By Samuel Totten and Hannibal Travis
February 21, 2012 (SSNA) -- This past summer, the Government of Sudan (GoS) attacked and destroyed a slew of villages in South Kordofan, the home of the Nuba Mountains, and the Blue Nile. Some 200,000 civilians in the Nuba Mountains, alone, disproportionately non-Arab and Christian, fled bombings, shelling, and house-to-house searches, and sought refuge in the caves of the mountain range rising above their villages. Still others fled across the border to the new state of South Sudan, where they settled in makeshift and roughshod refugee camps. By now, it is no secret that the people of the Nuba Mountains are facing potential starvation as they continue to hide in the aforementioned caves.
The adamantly refused to allow humanitarian aid into the Nuba Mountains, and continues to bomb the area at will. Just this past Thursday, four planes dropped bombs on, and destroyed, a bible school in the village of Heiban.
Last week, U.S. officials suggested that if the GoS continued to refuse to allow humanitarian aid to reach the people of the Nuba Mountains and the Blue Nile then it might unilaterally, and without permission from the GoS, open a corridor along which aid could be delivered. The officials stated that they were waiting on making a definitive decision until the conclusion of the latest African Union summit. The summit has concluded, the AU has not reported on whether it even discussed the matter, but the U.S., for some reason, continues to bide its time in regard making a decision.
Delay in providing aid is costing lives. The 200,000 internally displaced persons have seen their food supplies dwindle as they seek continue to seek sanctuary in the mountains from aerial and ground attacks. As a result, each and every day Sudan’s non-Arab peoples face rising malnutrition, and in some cases, death, as a result of a lack of enough food (and this is especially true in the case of infants and the elderly).
While we understand that at this point in time neither the United Nations nor the U.S. government are willing to intervene militarily to protect civilians in the Nuba Mountains and Blue Nile, as they did in the relatively recent past in northern Iraq, Libya, and Somalia, we believe that it is imperative that action be taken immediately to begin to provide food to the region in order to avoid an all out famine and mass starvation. As U.S. Ambassador to the UN Susan Rice noted last week: “If there is not a substantial new inflow of aid by March,” the situation in Southern Kordofan will be “one step short of full-scale famine.”
In light of the urgency of the situation, we cannot understand why neither the U.N. Security-Council nor U.S. officials have acted to restore the flow of aid to Sudan, as they did at the outset of last year’s rebellion in Libya. More specifically, on February 26, 2011, the Security Council issued its first resolution on Libya, not authorizing intervention to protect civilians, but urging Libya to allow safe passage of aid and supplies, the safety of foreign nationals working there, and their buildings, immediately lifting censorship so the truth could get out, and calling upon all member states to "support the return of humanitarian agencies and make available humanitarian and related assistance.”
The least the international community could do to honor its ostensible commitment to the “Responsibility to Protect,” is, to demand an immediate end to the violence in Sudan and insist that the GoS ensure immediate access to civilian populations by human rights monitors and humanitarian aid personnel. Finally, the United Nations should insist that Sudan lift restrictions on all forms of media.
We urge all others who are concerned with human rights in Sudan to urgently press President Barack Obama and the U.S. Congress to apply unceasing pressure on the United Nations to act now. If the United Nations fails in this responsibility, then the United States, the European Union and their African allies must act now to avert mass starvation in the Nuba Mountains and Blue Nile regions.

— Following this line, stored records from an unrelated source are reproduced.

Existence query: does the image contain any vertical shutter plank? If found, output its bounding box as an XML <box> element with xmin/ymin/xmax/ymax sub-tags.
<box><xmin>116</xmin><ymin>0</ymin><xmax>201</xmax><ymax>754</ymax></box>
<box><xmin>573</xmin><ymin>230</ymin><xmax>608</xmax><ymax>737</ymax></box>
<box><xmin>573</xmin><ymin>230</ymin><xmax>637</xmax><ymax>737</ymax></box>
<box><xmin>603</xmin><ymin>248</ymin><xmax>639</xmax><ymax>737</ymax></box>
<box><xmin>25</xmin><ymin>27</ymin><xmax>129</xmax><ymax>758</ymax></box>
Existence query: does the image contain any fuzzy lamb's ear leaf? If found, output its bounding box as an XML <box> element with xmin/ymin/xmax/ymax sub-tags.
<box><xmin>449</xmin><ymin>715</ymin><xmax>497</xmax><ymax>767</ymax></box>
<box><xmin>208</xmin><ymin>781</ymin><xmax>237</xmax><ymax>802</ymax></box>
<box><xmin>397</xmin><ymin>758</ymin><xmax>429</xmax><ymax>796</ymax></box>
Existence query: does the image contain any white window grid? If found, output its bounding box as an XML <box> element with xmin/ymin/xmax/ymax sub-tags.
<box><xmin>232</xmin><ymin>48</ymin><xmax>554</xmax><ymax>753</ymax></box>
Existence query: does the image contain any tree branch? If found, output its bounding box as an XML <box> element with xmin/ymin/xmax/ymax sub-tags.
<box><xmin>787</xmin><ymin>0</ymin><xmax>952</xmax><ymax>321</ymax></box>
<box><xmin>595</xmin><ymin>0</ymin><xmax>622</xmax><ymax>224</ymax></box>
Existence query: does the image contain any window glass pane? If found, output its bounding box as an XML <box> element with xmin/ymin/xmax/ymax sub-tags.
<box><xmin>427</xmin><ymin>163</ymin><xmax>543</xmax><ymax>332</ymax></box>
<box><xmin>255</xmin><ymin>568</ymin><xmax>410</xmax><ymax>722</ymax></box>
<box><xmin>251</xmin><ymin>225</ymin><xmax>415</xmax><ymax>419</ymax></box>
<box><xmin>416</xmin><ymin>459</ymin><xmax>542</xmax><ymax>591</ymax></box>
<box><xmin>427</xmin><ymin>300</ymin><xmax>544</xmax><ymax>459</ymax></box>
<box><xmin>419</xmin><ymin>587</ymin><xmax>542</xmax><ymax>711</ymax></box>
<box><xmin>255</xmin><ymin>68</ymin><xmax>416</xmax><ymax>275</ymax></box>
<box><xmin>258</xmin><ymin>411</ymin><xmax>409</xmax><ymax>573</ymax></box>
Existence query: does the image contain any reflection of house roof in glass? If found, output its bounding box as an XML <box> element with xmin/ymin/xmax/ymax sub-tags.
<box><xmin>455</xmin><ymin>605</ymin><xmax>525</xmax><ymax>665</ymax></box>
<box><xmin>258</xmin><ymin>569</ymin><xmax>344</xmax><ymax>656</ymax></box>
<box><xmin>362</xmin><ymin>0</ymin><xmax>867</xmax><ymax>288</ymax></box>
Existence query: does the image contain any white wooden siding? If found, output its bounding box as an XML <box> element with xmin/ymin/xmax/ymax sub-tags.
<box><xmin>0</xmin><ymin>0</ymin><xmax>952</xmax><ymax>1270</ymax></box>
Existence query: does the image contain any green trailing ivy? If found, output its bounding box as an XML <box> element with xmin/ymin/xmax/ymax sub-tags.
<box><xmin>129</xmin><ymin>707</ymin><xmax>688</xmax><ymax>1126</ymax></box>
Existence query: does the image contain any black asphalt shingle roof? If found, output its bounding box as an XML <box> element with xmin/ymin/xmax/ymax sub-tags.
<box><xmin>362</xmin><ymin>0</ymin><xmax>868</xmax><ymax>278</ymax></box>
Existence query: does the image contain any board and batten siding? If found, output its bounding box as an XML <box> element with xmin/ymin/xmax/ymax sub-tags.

Dr. Samuel Totten, a genocide scholar at the University of Arkansas, Fayetteville, has conducted research in the Nuba Mountains. His latest book, Genocide by Attrition: The Nuba Mountains, Sudan is due out in 2012 (New Brunswick, Transaction Publishers).
Hannibal Travis is an Associate Professor of Law at the Florida International University College of Law in Miami, Florida. He teaches and conducts research in the fields of international law and Internet law, and wrote the first comprehensive legal and political history of genocide in the Middle East and North Africa, entitled Genocide in the Middle East: The Ottoman Empire, Iraq, and Sudan (Carolina Academic, 2010).